Your code snippet would get just like this, according to psycopg extension docs
from psycopg2.extensions import adapt
value = "Unsafe string"
query = "SELECT * FROM some_table WHERE some_char_field = %s;" % \
adapt(value).getquoted()
cursor.execute( query ) # value will be correctly quoted, too
The getquoted function returns the value as a quoted and escaped string, so you could also go: "SELECT * FROM some_table WHERE some_char_field = " + adapt(value).getquoted() .
PyPika in another good option for building SQL statements.
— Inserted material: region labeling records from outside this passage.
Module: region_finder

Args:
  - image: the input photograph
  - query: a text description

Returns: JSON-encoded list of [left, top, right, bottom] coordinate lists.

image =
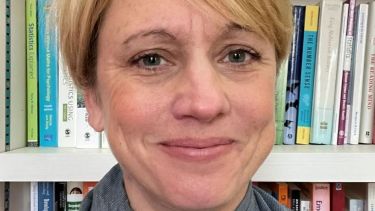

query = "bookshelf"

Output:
[[0, 145, 375, 182]]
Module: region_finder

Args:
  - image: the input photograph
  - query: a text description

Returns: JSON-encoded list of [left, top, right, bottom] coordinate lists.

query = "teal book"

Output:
[[38, 0, 58, 147]]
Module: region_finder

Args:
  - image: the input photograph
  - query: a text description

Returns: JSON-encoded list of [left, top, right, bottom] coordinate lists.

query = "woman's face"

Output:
[[86, 0, 276, 210]]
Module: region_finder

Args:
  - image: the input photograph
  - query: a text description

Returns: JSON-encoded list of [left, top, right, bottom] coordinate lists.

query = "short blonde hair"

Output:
[[56, 0, 293, 89]]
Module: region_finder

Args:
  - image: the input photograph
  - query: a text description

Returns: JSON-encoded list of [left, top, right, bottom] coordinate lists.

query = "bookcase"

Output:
[[0, 0, 375, 198]]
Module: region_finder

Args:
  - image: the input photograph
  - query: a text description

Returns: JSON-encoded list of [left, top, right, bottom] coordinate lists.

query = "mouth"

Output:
[[160, 138, 234, 162]]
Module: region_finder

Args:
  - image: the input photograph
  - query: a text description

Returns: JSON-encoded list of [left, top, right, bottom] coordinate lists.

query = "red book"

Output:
[[331, 182, 345, 211]]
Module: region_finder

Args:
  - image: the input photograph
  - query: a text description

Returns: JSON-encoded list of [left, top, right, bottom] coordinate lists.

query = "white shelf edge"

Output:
[[0, 145, 375, 182]]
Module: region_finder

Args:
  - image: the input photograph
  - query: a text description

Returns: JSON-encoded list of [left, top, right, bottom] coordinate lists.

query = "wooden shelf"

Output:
[[0, 145, 375, 182]]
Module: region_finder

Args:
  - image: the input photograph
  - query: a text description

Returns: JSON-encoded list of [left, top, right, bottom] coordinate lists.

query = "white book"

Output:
[[331, 4, 349, 145], [30, 182, 38, 211], [58, 54, 77, 147], [359, 1, 375, 144], [66, 182, 83, 211], [76, 92, 101, 148], [367, 182, 375, 211], [0, 1, 6, 152], [348, 4, 368, 144], [310, 0, 342, 144], [101, 131, 109, 149]]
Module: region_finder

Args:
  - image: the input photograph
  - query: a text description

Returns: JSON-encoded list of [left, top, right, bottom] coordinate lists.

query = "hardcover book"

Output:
[[310, 0, 342, 144], [283, 6, 305, 144]]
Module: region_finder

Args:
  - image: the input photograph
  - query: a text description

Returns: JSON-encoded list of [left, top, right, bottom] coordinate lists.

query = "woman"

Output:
[[59, 0, 291, 211]]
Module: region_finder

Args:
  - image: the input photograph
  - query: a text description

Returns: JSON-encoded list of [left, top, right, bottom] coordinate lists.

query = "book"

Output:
[[26, 0, 39, 147], [359, 1, 375, 144], [38, 182, 55, 211], [348, 4, 368, 144], [0, 1, 6, 152], [366, 182, 375, 211], [337, 0, 356, 145], [311, 183, 330, 211], [331, 3, 349, 145], [310, 0, 342, 144], [58, 54, 77, 147], [76, 90, 101, 148], [331, 182, 345, 211], [4, 0, 27, 151], [275, 60, 288, 145], [66, 182, 83, 211], [38, 0, 58, 147], [296, 5, 319, 144], [283, 6, 305, 144], [54, 182, 67, 211]]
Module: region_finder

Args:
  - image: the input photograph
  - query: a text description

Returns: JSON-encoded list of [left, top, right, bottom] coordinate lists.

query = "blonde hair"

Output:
[[57, 0, 293, 89]]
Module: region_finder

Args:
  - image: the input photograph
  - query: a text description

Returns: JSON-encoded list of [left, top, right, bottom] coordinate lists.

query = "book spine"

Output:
[[348, 4, 368, 144], [275, 60, 288, 145], [283, 6, 305, 144], [38, 0, 58, 147], [310, 1, 342, 144], [312, 183, 330, 211], [359, 2, 375, 144], [58, 55, 77, 147], [66, 182, 83, 211], [38, 182, 55, 211], [331, 4, 349, 145], [337, 0, 356, 145], [26, 0, 38, 147], [296, 5, 319, 144]]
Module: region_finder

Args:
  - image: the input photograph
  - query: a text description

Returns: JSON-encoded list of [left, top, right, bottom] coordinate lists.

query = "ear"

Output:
[[84, 89, 104, 132]]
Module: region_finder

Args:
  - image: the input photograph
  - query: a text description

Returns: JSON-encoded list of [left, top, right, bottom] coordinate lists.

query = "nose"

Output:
[[172, 58, 230, 123]]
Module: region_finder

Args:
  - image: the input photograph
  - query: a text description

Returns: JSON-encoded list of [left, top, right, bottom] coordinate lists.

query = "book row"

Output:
[[276, 0, 375, 145], [0, 182, 375, 211], [0, 0, 108, 152]]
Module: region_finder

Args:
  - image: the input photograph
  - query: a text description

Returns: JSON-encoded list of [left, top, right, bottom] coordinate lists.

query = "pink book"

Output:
[[312, 183, 331, 211], [337, 0, 356, 145]]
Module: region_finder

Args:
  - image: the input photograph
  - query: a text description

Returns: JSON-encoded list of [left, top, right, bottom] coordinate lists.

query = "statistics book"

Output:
[[275, 60, 288, 145], [331, 3, 349, 145], [58, 54, 77, 147], [359, 1, 375, 144], [26, 0, 39, 147], [38, 0, 58, 147], [310, 0, 342, 144], [348, 4, 368, 144], [283, 6, 305, 145], [0, 0, 27, 151], [337, 0, 356, 145], [296, 5, 319, 144]]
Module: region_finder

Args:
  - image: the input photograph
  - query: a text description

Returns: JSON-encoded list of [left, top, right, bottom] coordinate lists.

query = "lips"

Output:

Usage example (based on an example on the project's homepage):
>>> from pypika import Order, Query
>>> Query.from_('customers').select('id', 'fname', 'lname', 'phone').orderby('id', order=Order.desc)
SELECT "id","fname","lname","phone" FROM "customers" ORDER BY "id" DESC
If you use django you might want to use the quoting function which is automatically adapted to the currently configured DBMS :
from django.db import backend
my_quoted_variable = backend.DatabaseOperations().quote_name(myvar)
import re
def db_quote(s):
return "\"" + re.escape(s) + "\""
can do the job of simple quoting that works at least with MySQL. What we really need, though is cursor.format() function that would work like cursor.execute() except it would return the resulting query instead of executing it. There are times when you do not want the query to be executed quite yet - e.g you may want to log it first, or print it out for debugging before you go ahead with it.